Nasıl sıkılmış benden, nasıl bıkmış bu gergin halden ve nasıl kaçası var bu sakladığım yerden.
Bırak diyor bırak beni, koşucam ben. Dur diyorum düşer incinirsin. Banane diyor düşersem düşeyim karışma mani olma bana.
Bırak diyor gülücem ben doya doya. Fazla abartma diyorum yanlış anlarlar. Banane diyor onlarda gülsün ben karışıyor muyum?
Bırak diyor saçma espriler şakalar yapıcam, kendime gülüp dalga geçicem. Yapma diyorum asla zayıf tarafını gösterme ezilirsin diyorum. Ben Tanrı’nın bir parçasıyım, ondan parça zayıf olur mu hiç diyor.

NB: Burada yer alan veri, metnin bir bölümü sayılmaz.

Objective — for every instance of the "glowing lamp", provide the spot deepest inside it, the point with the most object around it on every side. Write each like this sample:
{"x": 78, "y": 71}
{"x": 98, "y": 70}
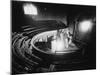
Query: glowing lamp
{"x": 30, "y": 9}
{"x": 85, "y": 26}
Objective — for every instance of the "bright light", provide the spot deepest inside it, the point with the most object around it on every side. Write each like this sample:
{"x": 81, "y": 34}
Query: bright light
{"x": 85, "y": 26}
{"x": 57, "y": 45}
{"x": 30, "y": 9}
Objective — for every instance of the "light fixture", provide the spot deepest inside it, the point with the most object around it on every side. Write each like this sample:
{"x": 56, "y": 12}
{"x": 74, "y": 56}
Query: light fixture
{"x": 30, "y": 9}
{"x": 85, "y": 25}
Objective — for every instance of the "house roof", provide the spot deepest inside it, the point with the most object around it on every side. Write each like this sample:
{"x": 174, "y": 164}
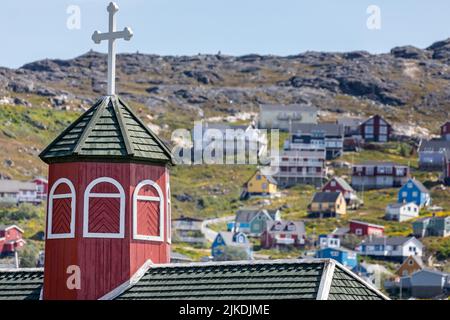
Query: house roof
{"x": 289, "y": 107}
{"x": 247, "y": 214}
{"x": 434, "y": 145}
{"x": 269, "y": 177}
{"x": 315, "y": 279}
{"x": 329, "y": 129}
{"x": 380, "y": 163}
{"x": 419, "y": 185}
{"x": 392, "y": 241}
{"x": 325, "y": 197}
{"x": 108, "y": 130}
{"x": 14, "y": 186}
{"x": 367, "y": 224}
{"x": 343, "y": 183}
{"x": 255, "y": 280}
{"x": 299, "y": 226}
{"x": 21, "y": 284}
{"x": 228, "y": 239}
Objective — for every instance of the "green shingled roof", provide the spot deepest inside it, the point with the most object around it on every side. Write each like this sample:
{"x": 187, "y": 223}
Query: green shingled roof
{"x": 316, "y": 279}
{"x": 21, "y": 284}
{"x": 276, "y": 279}
{"x": 107, "y": 130}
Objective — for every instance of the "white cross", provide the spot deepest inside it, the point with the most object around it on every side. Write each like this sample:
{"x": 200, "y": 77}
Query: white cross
{"x": 112, "y": 36}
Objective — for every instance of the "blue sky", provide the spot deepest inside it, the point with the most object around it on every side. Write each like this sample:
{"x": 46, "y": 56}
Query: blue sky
{"x": 33, "y": 30}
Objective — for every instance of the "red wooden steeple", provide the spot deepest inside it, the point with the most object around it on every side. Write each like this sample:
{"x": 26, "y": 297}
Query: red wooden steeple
{"x": 108, "y": 207}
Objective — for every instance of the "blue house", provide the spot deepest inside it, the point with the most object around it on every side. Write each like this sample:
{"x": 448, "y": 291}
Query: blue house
{"x": 346, "y": 257}
{"x": 414, "y": 191}
{"x": 231, "y": 239}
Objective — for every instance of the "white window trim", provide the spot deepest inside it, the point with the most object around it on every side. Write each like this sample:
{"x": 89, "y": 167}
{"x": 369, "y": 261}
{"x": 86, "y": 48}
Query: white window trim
{"x": 88, "y": 195}
{"x": 52, "y": 196}
{"x": 169, "y": 209}
{"x": 160, "y": 198}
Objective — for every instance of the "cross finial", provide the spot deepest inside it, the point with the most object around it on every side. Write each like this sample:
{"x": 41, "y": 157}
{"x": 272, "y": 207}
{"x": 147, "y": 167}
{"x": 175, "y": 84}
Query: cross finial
{"x": 112, "y": 35}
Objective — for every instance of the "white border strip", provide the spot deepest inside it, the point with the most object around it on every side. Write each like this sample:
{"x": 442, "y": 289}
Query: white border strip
{"x": 160, "y": 199}
{"x": 52, "y": 196}
{"x": 88, "y": 195}
{"x": 129, "y": 283}
{"x": 325, "y": 280}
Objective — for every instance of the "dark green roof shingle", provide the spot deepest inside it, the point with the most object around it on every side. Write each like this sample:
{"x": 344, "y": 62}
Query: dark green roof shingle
{"x": 21, "y": 285}
{"x": 108, "y": 130}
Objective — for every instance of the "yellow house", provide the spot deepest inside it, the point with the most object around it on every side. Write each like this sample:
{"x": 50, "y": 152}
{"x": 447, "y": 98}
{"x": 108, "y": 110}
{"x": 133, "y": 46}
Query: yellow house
{"x": 260, "y": 184}
{"x": 327, "y": 204}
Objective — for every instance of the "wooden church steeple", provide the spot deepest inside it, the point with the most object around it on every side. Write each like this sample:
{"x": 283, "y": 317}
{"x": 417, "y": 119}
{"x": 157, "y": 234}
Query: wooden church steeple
{"x": 108, "y": 211}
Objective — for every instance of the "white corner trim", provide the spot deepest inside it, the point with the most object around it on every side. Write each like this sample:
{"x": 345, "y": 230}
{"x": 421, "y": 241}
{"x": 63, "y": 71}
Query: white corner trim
{"x": 160, "y": 199}
{"x": 52, "y": 196}
{"x": 88, "y": 195}
{"x": 129, "y": 283}
{"x": 325, "y": 281}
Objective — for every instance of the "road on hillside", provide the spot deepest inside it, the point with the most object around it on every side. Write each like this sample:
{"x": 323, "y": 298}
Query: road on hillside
{"x": 210, "y": 234}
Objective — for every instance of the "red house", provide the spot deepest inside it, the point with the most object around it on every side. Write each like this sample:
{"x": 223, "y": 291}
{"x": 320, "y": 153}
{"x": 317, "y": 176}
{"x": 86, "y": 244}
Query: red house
{"x": 338, "y": 184}
{"x": 42, "y": 188}
{"x": 445, "y": 131}
{"x": 361, "y": 228}
{"x": 108, "y": 209}
{"x": 10, "y": 239}
{"x": 375, "y": 129}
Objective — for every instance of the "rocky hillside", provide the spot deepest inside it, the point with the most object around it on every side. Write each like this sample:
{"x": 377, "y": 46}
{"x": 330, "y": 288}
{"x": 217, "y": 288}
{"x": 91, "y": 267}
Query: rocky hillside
{"x": 410, "y": 86}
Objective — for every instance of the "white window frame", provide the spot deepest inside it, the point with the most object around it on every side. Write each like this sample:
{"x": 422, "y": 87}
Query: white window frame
{"x": 52, "y": 196}
{"x": 120, "y": 196}
{"x": 159, "y": 199}
{"x": 169, "y": 210}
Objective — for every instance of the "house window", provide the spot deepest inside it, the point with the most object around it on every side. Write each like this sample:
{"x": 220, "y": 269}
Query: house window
{"x": 169, "y": 211}
{"x": 61, "y": 210}
{"x": 148, "y": 212}
{"x": 104, "y": 209}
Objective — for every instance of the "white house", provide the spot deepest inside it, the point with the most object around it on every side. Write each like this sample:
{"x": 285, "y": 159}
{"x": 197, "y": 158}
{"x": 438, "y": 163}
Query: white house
{"x": 393, "y": 248}
{"x": 15, "y": 192}
{"x": 401, "y": 211}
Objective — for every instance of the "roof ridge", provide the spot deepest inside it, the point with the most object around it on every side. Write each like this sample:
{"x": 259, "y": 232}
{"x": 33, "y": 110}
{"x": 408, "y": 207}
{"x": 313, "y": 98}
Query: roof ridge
{"x": 146, "y": 128}
{"x": 89, "y": 127}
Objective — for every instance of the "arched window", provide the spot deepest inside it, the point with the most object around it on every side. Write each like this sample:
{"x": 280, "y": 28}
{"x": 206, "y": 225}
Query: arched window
{"x": 148, "y": 212}
{"x": 104, "y": 209}
{"x": 61, "y": 210}
{"x": 169, "y": 211}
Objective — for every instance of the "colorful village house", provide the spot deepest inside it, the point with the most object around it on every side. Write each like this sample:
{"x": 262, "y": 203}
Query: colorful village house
{"x": 108, "y": 207}
{"x": 338, "y": 184}
{"x": 376, "y": 129}
{"x": 409, "y": 266}
{"x": 238, "y": 240}
{"x": 445, "y": 131}
{"x": 282, "y": 234}
{"x": 434, "y": 226}
{"x": 361, "y": 228}
{"x": 253, "y": 221}
{"x": 414, "y": 191}
{"x": 108, "y": 235}
{"x": 259, "y": 184}
{"x": 11, "y": 239}
{"x": 327, "y": 204}
{"x": 401, "y": 211}
{"x": 347, "y": 258}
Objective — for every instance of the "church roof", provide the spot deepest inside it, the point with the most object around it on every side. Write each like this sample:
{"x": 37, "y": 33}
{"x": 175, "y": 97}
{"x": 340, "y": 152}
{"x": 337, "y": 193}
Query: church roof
{"x": 21, "y": 284}
{"x": 257, "y": 280}
{"x": 110, "y": 130}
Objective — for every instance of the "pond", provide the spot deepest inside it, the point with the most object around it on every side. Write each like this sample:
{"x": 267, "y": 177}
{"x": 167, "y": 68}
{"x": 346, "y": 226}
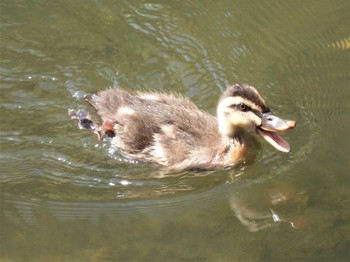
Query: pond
{"x": 66, "y": 196}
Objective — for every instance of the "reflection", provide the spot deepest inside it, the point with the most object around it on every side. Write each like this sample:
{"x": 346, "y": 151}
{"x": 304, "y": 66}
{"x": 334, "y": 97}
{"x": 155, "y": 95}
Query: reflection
{"x": 264, "y": 207}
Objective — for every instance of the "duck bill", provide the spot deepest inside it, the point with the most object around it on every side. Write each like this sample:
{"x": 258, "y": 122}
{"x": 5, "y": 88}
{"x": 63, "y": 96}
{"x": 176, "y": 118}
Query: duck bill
{"x": 272, "y": 124}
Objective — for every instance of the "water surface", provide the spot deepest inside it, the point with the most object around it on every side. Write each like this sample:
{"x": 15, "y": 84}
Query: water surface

Bırak diyor bırak beni sevicem inanıcam ben. Olmaz diyorum türlü türlü insan var herkesi kendin bilme dikkat et diyorum. Banane diyor kim sevilmeyi istemez ki iyi niyet gülen yüz yolunu bulur, ben korkmuyorum diyor.
Haykırıcam bağırıcam ben sesim kısıldı artık diyor. Aman diyorum yapma! Çokta göz önünde olma, kimselere de sırrını verme. Banane diyor benim sırrım yok ki kaçacak.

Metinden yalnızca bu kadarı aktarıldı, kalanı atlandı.